Similarly, to just generate the main figure, use:

python -m plot_tpr_tnr --data=dev --challenge=open

Note: Please do not put the dev set plots in the paper without the test set. In general, comparison statements of the type A is better than B should be done using the test set.

6. Add your tracker to the results page

Separately from the evaluation server, we are maintaining a results page/repository that reflects the state-of-the-art on our dataset.
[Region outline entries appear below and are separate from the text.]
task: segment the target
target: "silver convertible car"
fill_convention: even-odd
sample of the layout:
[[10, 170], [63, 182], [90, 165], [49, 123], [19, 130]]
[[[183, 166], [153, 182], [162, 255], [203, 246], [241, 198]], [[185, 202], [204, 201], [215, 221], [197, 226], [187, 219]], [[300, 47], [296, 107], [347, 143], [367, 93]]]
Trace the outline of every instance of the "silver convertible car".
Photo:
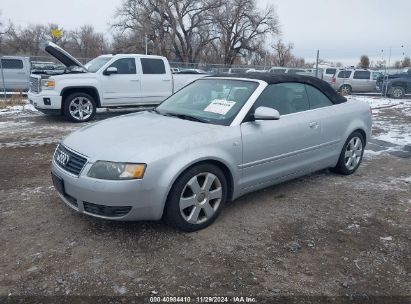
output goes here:
[[251, 191], [324, 168], [352, 174], [370, 133], [369, 105], [322, 80], [205, 77], [153, 110], [68, 135], [52, 179], [80, 213], [195, 231]]

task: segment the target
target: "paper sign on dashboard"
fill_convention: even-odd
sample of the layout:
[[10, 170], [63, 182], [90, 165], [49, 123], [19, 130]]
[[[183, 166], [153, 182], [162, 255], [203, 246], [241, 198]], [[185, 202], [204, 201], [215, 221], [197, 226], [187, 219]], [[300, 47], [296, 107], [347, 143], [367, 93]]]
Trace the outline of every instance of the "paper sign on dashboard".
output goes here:
[[214, 99], [203, 111], [225, 115], [235, 105], [235, 101]]

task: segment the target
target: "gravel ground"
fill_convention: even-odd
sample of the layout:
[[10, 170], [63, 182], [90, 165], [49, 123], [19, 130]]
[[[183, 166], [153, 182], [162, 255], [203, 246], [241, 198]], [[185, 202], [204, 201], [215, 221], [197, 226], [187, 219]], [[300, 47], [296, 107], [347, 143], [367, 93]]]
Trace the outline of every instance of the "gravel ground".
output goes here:
[[[378, 118], [398, 121], [387, 111]], [[324, 170], [246, 195], [209, 228], [187, 234], [66, 207], [52, 187], [50, 159], [78, 127], [29, 111], [0, 117], [0, 296], [411, 300], [407, 147], [374, 142], [352, 176]]]

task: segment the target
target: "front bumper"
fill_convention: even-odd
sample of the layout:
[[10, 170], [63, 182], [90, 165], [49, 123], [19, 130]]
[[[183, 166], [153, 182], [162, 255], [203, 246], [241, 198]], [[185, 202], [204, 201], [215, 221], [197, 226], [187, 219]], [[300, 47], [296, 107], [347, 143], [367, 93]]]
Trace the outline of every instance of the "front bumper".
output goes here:
[[[147, 187], [143, 180], [111, 181], [87, 177], [87, 163], [79, 176], [62, 169], [53, 159], [51, 172], [63, 180], [63, 202], [79, 213], [121, 220], [159, 220], [163, 213], [162, 189]], [[55, 186], [55, 188], [58, 188]]]
[[36, 94], [31, 91], [27, 93], [30, 103], [39, 111], [44, 113], [61, 113], [61, 96], [54, 91], [41, 91]]

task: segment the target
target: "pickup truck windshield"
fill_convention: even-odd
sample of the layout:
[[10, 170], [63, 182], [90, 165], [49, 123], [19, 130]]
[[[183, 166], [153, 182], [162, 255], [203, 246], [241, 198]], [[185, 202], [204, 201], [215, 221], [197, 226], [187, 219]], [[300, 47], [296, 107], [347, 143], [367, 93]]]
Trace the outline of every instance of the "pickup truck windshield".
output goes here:
[[228, 126], [257, 87], [254, 81], [199, 79], [166, 99], [156, 112]]
[[109, 62], [111, 60], [112, 57], [97, 57], [94, 58], [93, 60], [87, 62], [84, 66], [86, 67], [87, 71], [90, 73], [95, 73], [98, 70], [100, 70], [100, 68], [105, 65], [107, 62]]

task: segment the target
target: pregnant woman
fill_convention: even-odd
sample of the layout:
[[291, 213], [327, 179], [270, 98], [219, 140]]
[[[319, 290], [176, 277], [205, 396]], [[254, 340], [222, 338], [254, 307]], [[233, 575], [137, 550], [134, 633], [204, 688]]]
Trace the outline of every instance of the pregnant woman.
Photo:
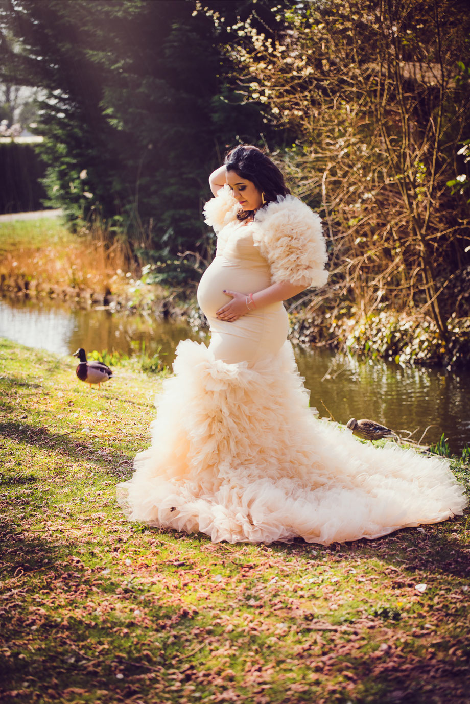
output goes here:
[[328, 545], [461, 515], [445, 460], [365, 446], [308, 407], [282, 301], [326, 282], [318, 215], [253, 146], [210, 183], [217, 253], [198, 301], [211, 341], [178, 346], [152, 444], [118, 486], [129, 519], [213, 541]]

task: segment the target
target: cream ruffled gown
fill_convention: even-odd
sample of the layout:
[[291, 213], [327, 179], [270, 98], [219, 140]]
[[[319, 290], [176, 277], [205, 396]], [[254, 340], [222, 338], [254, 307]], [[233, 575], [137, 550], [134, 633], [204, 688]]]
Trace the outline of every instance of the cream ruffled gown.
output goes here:
[[[216, 319], [229, 300], [224, 289], [248, 294], [277, 277], [317, 285], [326, 279], [319, 220], [306, 206], [279, 199], [248, 226], [234, 219], [236, 209], [225, 189], [206, 206], [206, 221], [220, 230], [217, 256], [198, 290], [211, 342], [178, 346], [151, 445], [118, 486], [129, 519], [213, 541], [300, 536], [328, 545], [461, 515], [464, 491], [445, 460], [394, 444], [367, 446], [315, 417], [281, 303], [235, 323]], [[306, 233], [297, 251], [286, 241], [286, 223]]]

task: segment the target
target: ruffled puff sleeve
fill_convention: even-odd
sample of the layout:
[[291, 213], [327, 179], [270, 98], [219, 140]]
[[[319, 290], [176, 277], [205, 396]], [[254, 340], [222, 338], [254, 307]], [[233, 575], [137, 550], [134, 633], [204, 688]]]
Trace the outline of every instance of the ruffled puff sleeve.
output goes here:
[[205, 217], [204, 222], [218, 234], [221, 230], [236, 220], [239, 206], [231, 194], [227, 185], [217, 191], [217, 194], [204, 206], [203, 212]]
[[271, 268], [272, 283], [324, 286], [328, 260], [322, 220], [308, 206], [293, 196], [278, 196], [256, 213], [253, 239]]

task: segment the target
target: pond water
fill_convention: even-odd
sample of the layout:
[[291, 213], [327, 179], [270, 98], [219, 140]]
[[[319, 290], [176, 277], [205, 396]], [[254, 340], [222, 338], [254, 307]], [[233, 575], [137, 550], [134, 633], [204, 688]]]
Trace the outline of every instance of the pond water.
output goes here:
[[[77, 347], [129, 354], [144, 346], [150, 354], [160, 350], [168, 365], [180, 340], [207, 341], [206, 335], [181, 321], [5, 299], [0, 299], [0, 337], [64, 356]], [[403, 367], [323, 348], [295, 352], [310, 404], [320, 415], [342, 423], [352, 417], [371, 418], [403, 436], [404, 431], [412, 433], [416, 441], [425, 434], [424, 444], [437, 442], [444, 433], [455, 453], [470, 444], [470, 371]]]

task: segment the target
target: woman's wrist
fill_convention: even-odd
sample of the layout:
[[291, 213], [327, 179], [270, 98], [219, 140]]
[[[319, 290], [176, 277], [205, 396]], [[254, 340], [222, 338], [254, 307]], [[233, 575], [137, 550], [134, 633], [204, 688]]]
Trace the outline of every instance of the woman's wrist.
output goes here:
[[211, 186], [218, 186], [220, 187], [224, 186], [227, 183], [225, 178], [226, 175], [227, 167], [225, 166], [225, 164], [222, 164], [222, 166], [219, 166], [219, 168], [215, 169], [215, 171], [212, 171], [209, 177], [209, 183]]

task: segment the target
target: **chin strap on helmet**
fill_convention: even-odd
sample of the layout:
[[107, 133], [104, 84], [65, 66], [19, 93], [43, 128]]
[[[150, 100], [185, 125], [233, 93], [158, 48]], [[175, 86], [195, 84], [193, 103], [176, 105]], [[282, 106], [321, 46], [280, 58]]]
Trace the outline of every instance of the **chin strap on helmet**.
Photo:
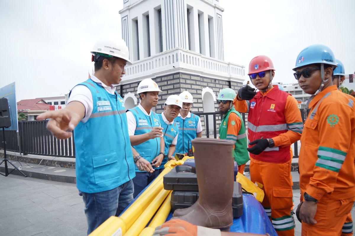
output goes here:
[[323, 90], [324, 84], [329, 80], [329, 79], [325, 79], [325, 76], [324, 75], [324, 64], [323, 63], [321, 63], [321, 78], [322, 79], [322, 83], [318, 90], [313, 94], [314, 96], [320, 93]]
[[268, 85], [267, 87], [265, 88], [265, 89], [262, 89], [260, 90], [263, 92], [264, 93], [269, 89], [270, 89], [270, 85], [271, 84], [271, 81], [272, 80], [272, 70], [270, 70], [270, 82], [269, 82], [269, 84]]
[[316, 92], [314, 93], [314, 94], [311, 96], [310, 98], [308, 99], [307, 103], [306, 104], [305, 108], [304, 109], [305, 112], [308, 113], [310, 109], [308, 107], [309, 105], [309, 104], [311, 101], [314, 98], [316, 95], [322, 92], [324, 87], [324, 83], [329, 80], [329, 79], [327, 79], [326, 80], [325, 79], [326, 77], [324, 75], [324, 64], [323, 63], [321, 63], [321, 78], [322, 79], [322, 83], [321, 84], [321, 86], [319, 86], [319, 88], [316, 91]]

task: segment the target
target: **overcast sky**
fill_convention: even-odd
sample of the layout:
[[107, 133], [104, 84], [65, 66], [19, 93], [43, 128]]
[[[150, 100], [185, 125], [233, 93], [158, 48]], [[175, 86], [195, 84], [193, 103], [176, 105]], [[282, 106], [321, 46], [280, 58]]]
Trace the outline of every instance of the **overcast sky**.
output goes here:
[[[355, 1], [219, 1], [225, 61], [246, 72], [253, 57], [265, 54], [275, 81], [295, 82], [297, 55], [316, 44], [329, 47], [346, 74], [355, 71]], [[0, 0], [0, 87], [16, 82], [18, 101], [68, 93], [87, 79], [95, 42], [121, 38], [122, 6], [122, 0]]]

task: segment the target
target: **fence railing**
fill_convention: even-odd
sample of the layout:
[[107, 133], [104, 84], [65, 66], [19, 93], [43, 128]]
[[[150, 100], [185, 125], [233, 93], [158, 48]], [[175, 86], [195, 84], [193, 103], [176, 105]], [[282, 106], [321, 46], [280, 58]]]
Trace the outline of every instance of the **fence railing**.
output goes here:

In order to have your tracker added to the plots, you need to:

  1. Have completed all the previous points and produced the test set plots of your tracker.
  2. Have a document that describes your tracker. It does not need to be a peer-reviewed conference - arXiv is fine - we just need a citeable method.
  3. Do a pull request to the results repository, containing everything we need to update the plots (i.e. assess/test/{tracker_name}/iou_0d{3,5,7}.json. Remember to specify the name of your tracker and whether it qualifies for the constrained challenge in trackers.json. In the comment section, please include a) your CodaLab username, b) the paper that describes your method and optionally d) a short description of your method. Do not include the generated plots, we will update these after merging the pull request.
  4. The organizers will manually review your request according to this schedule.

Remember that even if your method is not in first place, submitting your tracker to the results repository is valuable to the community and it increases the chance of having your paper read and cited.